You may argue that such policy goals are unworkable, unaffordable, maybe even somewhat idiotic and threatening. But that's irrelevant.

It's a chant. Candidates who refuse to sing this chant may find themselves, as Lenin would say, "on the wrong side of history."

For Democrats, the great push leftward — especially the call for what amounts to open borders — may play well on America's two left coasts. But it won't help woo the working class in Michigan, Pennsylvania and Ohio, which abandoned the Democrats for Trump in 2016.

And it may just help Trump in 2020 by ensuring that the Democrats nominate some looney-tune.

Moderately left-of-center Democrats met in Ohio recently for their Third Way conference, to argue that a Bernie Sanders progressive wasn't the way to go. But possible Democratic headliners stayed away. They don't want to be shamed.

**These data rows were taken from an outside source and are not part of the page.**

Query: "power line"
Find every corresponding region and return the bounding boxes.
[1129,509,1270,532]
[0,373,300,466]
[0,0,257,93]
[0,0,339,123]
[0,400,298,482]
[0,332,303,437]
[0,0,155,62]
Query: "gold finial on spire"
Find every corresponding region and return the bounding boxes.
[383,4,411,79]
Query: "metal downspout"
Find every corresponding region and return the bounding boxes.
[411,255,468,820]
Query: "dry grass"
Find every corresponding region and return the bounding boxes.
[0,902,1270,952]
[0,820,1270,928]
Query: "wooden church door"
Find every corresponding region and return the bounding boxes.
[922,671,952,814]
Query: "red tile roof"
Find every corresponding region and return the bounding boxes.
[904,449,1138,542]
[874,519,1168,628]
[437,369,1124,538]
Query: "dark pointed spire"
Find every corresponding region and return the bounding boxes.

Elsewhere, New York Democratic U.S. Sen. Kirsten Gillibrand, who loved the Clintons before the #MeToo movement overwhelmed her support for Bill, now wants to abolish ICE if Democrats take Congress in the 2018 midterm elections.

"So, when we flip the House and flip the Senate, I think the first thing we should do is deal with the children who have been separated from their families at the border," she said. "I think we should get rid of ICE."

The revolution so far has not been televised. The American news media, overwhelmingly liberal but wedded to the establishment class, have spent much of their time since November 2016 railing against Trump.

The shrieking from the Democratic Media Complex helps bind the progressive tribes together against their common orange-haired enemy. But all the wild, emotional virtue signaling has obscured something.

It is the legitimate anger of those on the left as to how they were treated in 2016, when Democrats insulated themselves against democracy by rigging the primaries against Sanders, using the leverage of superdelegates for Clinton and taking all that Wall Street cash.

Sanders voters — many of them young, passionate and idealistic — see the Democratic establishment in much the same way that young libertarians and conservatives viewed the Republican establishment in the last political cycle: as corrupt, cynically self-serving — and in the way.

Those who understand politics know that Trump was a symptom, not a cause.

And so is Alexandria the Great.

To their peril, Republicans mock her without understanding.

Democrats understand but can't help bobbing like corks at sea in the wind.